At the app level supply a polished description, icon, and any starter prompts or sample conversations that highlight your best use cases.

Evaluate in developer mode

  1. Link your connector in ChatGPT developer mode.
  2. Run through the golden prompt set and record the outcome: which tool was selected, what arguments were passed, and whether the component rendered.
  3. For each prompt, track precision (did the right tool run?) and recall (did the tool run when it should?).

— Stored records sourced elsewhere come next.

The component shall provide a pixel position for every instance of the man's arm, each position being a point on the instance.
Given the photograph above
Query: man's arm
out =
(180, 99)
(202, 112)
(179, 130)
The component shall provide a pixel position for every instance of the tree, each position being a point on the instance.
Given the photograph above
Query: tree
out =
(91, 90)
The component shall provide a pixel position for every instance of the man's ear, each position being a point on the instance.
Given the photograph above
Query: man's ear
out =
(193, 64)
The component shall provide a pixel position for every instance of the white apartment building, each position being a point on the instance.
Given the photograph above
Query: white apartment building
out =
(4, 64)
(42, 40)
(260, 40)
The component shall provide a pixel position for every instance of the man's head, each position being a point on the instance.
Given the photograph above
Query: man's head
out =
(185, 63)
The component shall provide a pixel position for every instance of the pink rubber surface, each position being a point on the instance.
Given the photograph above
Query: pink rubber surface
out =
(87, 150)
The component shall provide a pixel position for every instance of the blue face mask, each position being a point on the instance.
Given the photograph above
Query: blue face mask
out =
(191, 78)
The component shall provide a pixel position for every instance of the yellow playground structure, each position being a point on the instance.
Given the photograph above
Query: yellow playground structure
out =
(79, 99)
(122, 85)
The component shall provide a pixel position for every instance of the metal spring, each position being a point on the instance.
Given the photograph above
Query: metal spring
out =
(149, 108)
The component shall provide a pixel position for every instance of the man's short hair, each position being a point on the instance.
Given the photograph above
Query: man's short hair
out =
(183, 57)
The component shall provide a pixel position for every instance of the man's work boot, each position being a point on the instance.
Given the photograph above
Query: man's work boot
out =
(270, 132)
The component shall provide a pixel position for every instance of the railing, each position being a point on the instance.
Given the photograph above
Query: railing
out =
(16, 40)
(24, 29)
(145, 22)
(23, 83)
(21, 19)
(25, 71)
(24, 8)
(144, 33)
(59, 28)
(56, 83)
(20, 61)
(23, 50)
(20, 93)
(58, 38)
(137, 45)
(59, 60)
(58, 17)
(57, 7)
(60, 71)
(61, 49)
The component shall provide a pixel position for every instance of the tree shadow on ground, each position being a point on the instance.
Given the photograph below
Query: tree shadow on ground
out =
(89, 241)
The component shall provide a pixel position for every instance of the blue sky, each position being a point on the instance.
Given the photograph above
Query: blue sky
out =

If the model picks the wrong tool, revise the descriptions to emphasise the intended scenario or narrow the tool’s scope.

Iterate methodically

  • Change one metadata field at a time so you can attribute improvements.
  • Keep a log of revisions with timestamps and test results.
  • Share diffs with reviewers to catch ambiguous copy before you deploy it.

After each revision, repeat the evaluation. Aim for high precision on negative prompts before chasing marginal recall improvements.

Production monitoring

Once your connector is live:

  • Review tool-call analytics weekly. Spikes in “wrong tool” confirmations usually indicate metadata drift.
  • Capture user feedback and update descriptions to cover common misconceptions.
  • Schedule periodic prompt replays, especially after adding new tools or changing structured fields.

Treat metadata as a living asset. The more intentional you are with wording and evaluation, the easier discovery and invocation become.